Given \[ 0 \le x \le \frac{1}{2}, \] find the value of \[ \tan \left( \sin^{-1}\left( \frac{x}{\sqrt{2}} + \frac{\sqrt{1 - x^2}}{\sqrt{2}} \right) - \sin^{-1} x \right). \] 

• A. 1
• B. $\sqrt{3}$
• C. -1
• D. $\frac{1}{\sqrt{3$

Hint:

When dealing with expressions involving $\sin^{-1}(A \cos B \pm C \sin D)$, try to convert the argument of the inverse sine into a single sine term using trigonometric sum/difference identities.

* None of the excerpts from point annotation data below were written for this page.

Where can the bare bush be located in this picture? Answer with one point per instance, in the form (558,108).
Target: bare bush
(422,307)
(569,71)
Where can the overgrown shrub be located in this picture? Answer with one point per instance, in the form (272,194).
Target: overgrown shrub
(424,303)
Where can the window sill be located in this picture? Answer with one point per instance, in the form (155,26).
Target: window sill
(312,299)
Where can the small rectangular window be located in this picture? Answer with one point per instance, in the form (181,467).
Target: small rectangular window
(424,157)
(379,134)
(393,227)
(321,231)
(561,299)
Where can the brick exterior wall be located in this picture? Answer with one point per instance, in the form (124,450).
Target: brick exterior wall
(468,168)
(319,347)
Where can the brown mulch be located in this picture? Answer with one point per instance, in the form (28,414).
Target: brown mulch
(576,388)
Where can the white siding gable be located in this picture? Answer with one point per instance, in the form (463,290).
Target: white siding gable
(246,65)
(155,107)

Pay attention to the domain of the inverse function to correctly apply $\sin^{-1}(\sin x) = x$.

Answer 1

The Correct Option is A

Step 1: Let the expression be: \[ E = \tan \left( \sin^{-1}\left( \frac{x}{\sqrt{2}} + \frac{\sqrt{1-x^2}}{\sqrt{2}} \right) - \sin^{-1} x \right) \]
Step 2: Substitute: \[ \sin^{-1} x = \theta \Rightarrow x = \sin\theta \] Given: \[ 0 \le x \le \frac{1}{2} \Rightarrow 0 \le \theta \le \frac{\pi}{6} \] \[ \sqrt{1-x^2} = \cos\theta \]
Step 3: Substitute into expression: \[ E = \tan \left( \sin^{-1}\left( \frac{\sin\theta}{\sqrt{2}} + \frac{\cos\theta}{\sqrt{2}} \right) - \theta \right) \]
Step 4: Use identity: \[ \frac{1}{\sqrt{2}} = \sin\frac{\pi}{4} = \cos\frac{\pi}{4} \] \[ \frac{\sin\theta + \cos\theta}{\sqrt{2}} = \sin\left(\theta + \frac{\pi}{4}\right) \] So: \[ E = \tan \left( \sin^{-1}\left(\sin\left(\theta + \frac{\pi}{4}\right)\right) - \theta \right) \]
Step 5: Range check: \[ \theta \in \left[0, \frac{\pi}{6}\right] \Rightarrow \theta + \frac{\pi}{4} \in \left[\frac{\pi}{4}, \frac{5\pi}{12}\right] \] Since this lies within $\left[-\frac{\pi}{2}, \frac{\pi}{2}\right]$: \[ \sin^{-1}(\sin A) = A \] \[ \Rightarrow \sin^{-1}\left(\sin\left(\theta + \frac{\pi}{4}\right)\right) = \theta + \frac{\pi}{4} \]
Step 6: Simplify: \[ E = \tan \left( \theta + \frac{\pi}{4} - \theta \right) = \tan\left(\frac{\pi}{4}\right) \]
Step 7: Final value: \[ E = 1 \]
Final Answer:
\[ \boxed{1} \]